I found weird behavior of sklearn.preprocessing.MinMaxScaler and same for sklearn.preprocessing.RobustScaler When data max value is very small < 10^(-16) transformer doesn't change data max value from raw data max value. Why? df_small.dtypes is float64, this type can represent smaller numbers. How can I fix it without handcrafted: data = data / data.max()
df_small = pd.DataFrame((np.arange(5)*10.0**(-16)))
scaler_small = MinMaxScaler()
small_transformed = scaler.fit_transform(df_small)
print(small_transformed)
[[0.e+00]
[1.e-16]
[2.e-16]
[3.e-16]
[4.e-16]]
df_not_small = pd.DataFrame((np.arange(5)*10.0**(-15)))
scaler_not_small = MinMaxScaler()
not_small_transformed = scaler_not_small.fit_transform(df_not_small)

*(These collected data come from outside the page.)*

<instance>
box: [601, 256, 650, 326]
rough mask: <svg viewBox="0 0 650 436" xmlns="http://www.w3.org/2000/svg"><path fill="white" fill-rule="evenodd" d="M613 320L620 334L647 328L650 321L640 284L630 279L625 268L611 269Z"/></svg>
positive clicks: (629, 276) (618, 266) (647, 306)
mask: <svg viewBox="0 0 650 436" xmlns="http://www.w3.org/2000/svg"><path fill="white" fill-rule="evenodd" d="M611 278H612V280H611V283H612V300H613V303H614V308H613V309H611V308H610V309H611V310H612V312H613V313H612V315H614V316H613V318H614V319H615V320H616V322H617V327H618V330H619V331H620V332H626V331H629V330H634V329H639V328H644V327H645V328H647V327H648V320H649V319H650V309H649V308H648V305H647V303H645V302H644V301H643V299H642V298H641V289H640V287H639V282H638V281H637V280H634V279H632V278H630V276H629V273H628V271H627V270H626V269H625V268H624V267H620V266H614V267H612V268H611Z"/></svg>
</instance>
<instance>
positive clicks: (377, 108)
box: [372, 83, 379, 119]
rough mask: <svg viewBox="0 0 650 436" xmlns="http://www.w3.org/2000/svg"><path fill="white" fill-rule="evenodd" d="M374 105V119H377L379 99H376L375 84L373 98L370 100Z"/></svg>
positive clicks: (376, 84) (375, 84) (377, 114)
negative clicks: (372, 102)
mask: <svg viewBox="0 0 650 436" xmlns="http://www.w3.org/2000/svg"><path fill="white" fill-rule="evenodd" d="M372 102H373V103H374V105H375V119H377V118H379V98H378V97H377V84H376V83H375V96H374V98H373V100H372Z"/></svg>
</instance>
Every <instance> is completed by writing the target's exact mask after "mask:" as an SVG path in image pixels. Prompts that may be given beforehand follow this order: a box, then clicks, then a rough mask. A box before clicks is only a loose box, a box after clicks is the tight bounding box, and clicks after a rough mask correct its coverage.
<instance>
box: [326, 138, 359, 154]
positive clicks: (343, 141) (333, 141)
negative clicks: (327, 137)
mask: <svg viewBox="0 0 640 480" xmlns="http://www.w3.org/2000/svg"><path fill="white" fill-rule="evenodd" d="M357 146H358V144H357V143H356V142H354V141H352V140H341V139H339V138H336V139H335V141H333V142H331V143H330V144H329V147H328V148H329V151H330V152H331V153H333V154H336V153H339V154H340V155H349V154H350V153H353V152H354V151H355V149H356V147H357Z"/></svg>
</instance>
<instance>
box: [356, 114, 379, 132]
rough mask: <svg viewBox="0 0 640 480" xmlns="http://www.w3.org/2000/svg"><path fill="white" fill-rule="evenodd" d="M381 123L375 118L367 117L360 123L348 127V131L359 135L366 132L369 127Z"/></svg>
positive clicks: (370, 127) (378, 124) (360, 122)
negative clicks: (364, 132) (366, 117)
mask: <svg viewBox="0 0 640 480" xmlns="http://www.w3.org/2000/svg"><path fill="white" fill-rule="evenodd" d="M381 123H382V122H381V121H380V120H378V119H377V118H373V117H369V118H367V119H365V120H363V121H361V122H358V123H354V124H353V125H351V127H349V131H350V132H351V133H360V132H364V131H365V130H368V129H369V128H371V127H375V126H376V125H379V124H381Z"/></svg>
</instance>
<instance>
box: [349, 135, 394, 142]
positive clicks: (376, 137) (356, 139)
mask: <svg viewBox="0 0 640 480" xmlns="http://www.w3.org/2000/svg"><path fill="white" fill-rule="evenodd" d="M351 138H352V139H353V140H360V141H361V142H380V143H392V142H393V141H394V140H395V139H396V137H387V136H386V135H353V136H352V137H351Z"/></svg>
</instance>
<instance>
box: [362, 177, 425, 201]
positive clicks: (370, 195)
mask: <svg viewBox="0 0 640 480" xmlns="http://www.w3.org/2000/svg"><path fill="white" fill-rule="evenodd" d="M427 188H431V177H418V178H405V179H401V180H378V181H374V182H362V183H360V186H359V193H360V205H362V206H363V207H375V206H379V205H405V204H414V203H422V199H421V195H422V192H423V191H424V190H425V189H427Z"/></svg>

print(not_small_transformed)
[[0. ]
[0.25]
[0.5 ]
[0.75]
[1. ]]
When it's applying the scaling to use, the MinMaxScaler
calls the _handle_zeros_in_scale()
function, which has the check:
constant_mask = scale < 10 * np.finfo(scale.dtype).eps
For a dtype
that is np.float64
, the value of 10 * np.finfo(scale.dtype).eps
is 2.220446049250313e-15
, which is larger than your scale of 4e-16 in the second case (but smaller than the range 4e-15 in the first case). If the scale is smaller than this, it sets the scale factor to 1 (see this line):
scale[constant_mask] = 1.0
Unfortunately, you'll either have to manually scale the data yourself, or edit scikit-learn to change it to allow samples with smaller overall ranges.